Thursday, 11 May 2017

Signs of Childness?

An Unsettling Number of Children's Literature Academics

Twenty years ago, Peter Hollindale of the University of York published a book that has provoked and inspired scholars of childhood ever since. Signs of Childness in Children’s Books discussed many things, but its main aim was to identify the qualities that characterise the state of being a child. “Childness” is an unusual word, though it was not Hollindale’s coinage; he wanted something without the heavy connotational baggage of words such as “childlike” (which seems to invite an idealistic view of children) or “childish” (which pictures them as defective). By contrast, “childness” is, semantically speaking, a tabula rasa.

It’s a fascinating question, and one often pondered. Although people talk of childhood innocence, for instance, I’ve never been clear whether innocence is a real quality that for better or worse children eventually lose (but, if so, what does it consist of?), or merely an absence of something else, which (again, for better or worse) experience eventually supplies.
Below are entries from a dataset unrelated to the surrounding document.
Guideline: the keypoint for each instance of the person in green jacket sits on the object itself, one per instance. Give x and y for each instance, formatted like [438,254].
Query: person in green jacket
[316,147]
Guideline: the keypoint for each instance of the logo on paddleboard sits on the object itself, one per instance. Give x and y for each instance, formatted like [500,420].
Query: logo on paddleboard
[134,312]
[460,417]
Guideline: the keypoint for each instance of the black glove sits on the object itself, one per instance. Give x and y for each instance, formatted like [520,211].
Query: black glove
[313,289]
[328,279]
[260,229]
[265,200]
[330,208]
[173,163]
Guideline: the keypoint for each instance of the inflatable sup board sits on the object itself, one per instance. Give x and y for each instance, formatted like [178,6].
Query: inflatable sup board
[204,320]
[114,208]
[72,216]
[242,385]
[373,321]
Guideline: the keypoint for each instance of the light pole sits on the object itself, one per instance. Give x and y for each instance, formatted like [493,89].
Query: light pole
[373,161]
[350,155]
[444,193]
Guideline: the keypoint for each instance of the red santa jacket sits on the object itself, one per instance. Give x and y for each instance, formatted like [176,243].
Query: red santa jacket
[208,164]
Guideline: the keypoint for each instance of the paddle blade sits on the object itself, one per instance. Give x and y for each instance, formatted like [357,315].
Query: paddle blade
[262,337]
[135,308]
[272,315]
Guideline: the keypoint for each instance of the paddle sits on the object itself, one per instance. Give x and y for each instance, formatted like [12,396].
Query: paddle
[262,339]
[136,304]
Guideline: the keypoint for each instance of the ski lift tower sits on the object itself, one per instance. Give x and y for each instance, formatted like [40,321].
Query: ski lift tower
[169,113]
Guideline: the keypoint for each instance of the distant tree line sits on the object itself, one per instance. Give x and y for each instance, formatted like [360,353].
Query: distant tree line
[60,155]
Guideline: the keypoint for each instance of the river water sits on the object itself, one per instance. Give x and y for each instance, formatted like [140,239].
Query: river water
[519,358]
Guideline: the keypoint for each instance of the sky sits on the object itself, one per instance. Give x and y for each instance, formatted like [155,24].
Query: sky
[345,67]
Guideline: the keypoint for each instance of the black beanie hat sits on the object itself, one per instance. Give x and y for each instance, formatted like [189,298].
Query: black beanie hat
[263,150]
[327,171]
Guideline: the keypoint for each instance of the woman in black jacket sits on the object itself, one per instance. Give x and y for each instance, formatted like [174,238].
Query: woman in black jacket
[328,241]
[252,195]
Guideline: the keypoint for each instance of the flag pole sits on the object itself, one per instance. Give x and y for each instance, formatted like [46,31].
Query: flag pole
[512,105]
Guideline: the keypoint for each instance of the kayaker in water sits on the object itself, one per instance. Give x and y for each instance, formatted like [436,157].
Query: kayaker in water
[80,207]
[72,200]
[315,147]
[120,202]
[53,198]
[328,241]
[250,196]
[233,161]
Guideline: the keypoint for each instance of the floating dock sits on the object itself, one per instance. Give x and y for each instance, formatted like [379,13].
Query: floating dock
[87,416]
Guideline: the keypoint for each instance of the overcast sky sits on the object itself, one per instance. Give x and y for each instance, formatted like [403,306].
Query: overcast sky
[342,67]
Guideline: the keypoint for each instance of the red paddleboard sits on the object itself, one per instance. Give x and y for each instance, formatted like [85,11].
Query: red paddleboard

I read Hollindale’s book many years ago, but it was on my mind again last Friday because the sagacious Clémentine Beauvais, ABBA blogger and York academic, organised a one-day conference to mark its anniversary. It was a delightful occasion, with contributions from many of the big names in children’s literature studies in the UK and beyond, including Hollindale himself, who came out of retirement for “one last job”, much like John Rambo. I wish I had time to tell you about all the papers, many of which were excellent, but I’m going to stick the one that was perhaps the most unusual – the attempt of a musicologist, Liam Maloy, to quantify the “childness” of various pieces of music and to supply them with a “Children’s Music Quotient” (or CMQ). He proposed to do this by making lists of qualities that he associated with childness, assigning a score for each one to a candidate piece of music, and combining those scores to create the piece’s CMQ. The qualities were listed under three broad headings: music, lyrics and sonics. For example, major keys were deemed to have more childness than minor ones; full rhymes more than half rhymes; percussion more than strings, and so on.

Literary scholars don’t generally work this way, and it took us some time to decide whether this was brilliance or nonsense. (Perhaps you have an opinion of your own?) I will mention, though, that Maloy confessed himself surprised at how often “adult” themes crept into music written for children, including music that otherwise had very high CMQs. Think of the death and murder meted out in such children’s favourites as Bernard Cribbins’ “Hole in the Ground” (“It's not there now, the ground's all flat/ And beneath it is the bloke in the bowler hat”) or “Right, said Fred” (“half a ton of rubble landed on the top of his dome”), or even the double murder of Alma Cogan’s “Middle of the House” – all delivered in jaunty 4/4 time.

But did these songs become successful with children despite their violence, or because of it? Playground rhymes are notoriously violent after all, from the parental hacking of “Lizzie Bawden” to the multiple limb losses of “Baby Shark”. Perhaps it’s a mistake to put these things under the “Adult” column, when so many children appear to be fond of them? Might a love of gore be a sign of childness rather than its opposite?

I was recently reminded of one of the Grimm brothers’ tales, called “How Some People Played at Slaughtering”. The plot is simple, if sanguinary. Two brothers see a pig being slaughtered, and decide to imitate the procedure in a game. Unfortunately, the elder brother takes the game too far, and slits the younger brother’s throat. Their mother, attracted by the noise, enters and, seeing what has happened, takes the knife in anger and stabs the killer. However, meanwhile she has left a third brother, a small child, in the bath, and when she returns finds him drowned. In despair, she kills herself. Her husband, returning from work, discovers the melancholy scene and dies of grief.

I’m not sure if the story has a moral, except perhaps “Right, said Fred”’s “You never get nowhere if you’re too hasty”, but there’s an appealing neatness about the way that each death leads domino-fashion to the next. Also, death and pain being pretty frightening things, it may be comforting to be able to take them out and look at them, and perhaps even find them funny, in the safe and structured confines of a tale or cheerful song. This I suppose is why people enjoy watching horror films, too, although that’s a taste I can’t claim to share.

In any case, Wilhelm Grimm removed the story from later editions on the grounds that it was too gruesome. He probably thought he was doing so to avoid scaring child readers. But perhaps it was really for sake of the adults?


Farah Mendlesohn said...

Not being a literary scholar I was just fascinated. I love this kind of distant reading (see Morretti).

Liz W said...

Fascinating. My main issue as a child was bewilderment: I didn't know what the hell was going on half the time, and I found other children's behaviour baffling (adults behaved coherently, in my experience, but God knows that's not always the case), so books in which children co-operated and behaved rationally, and in which they sorted out problems by themselves, appealed to me.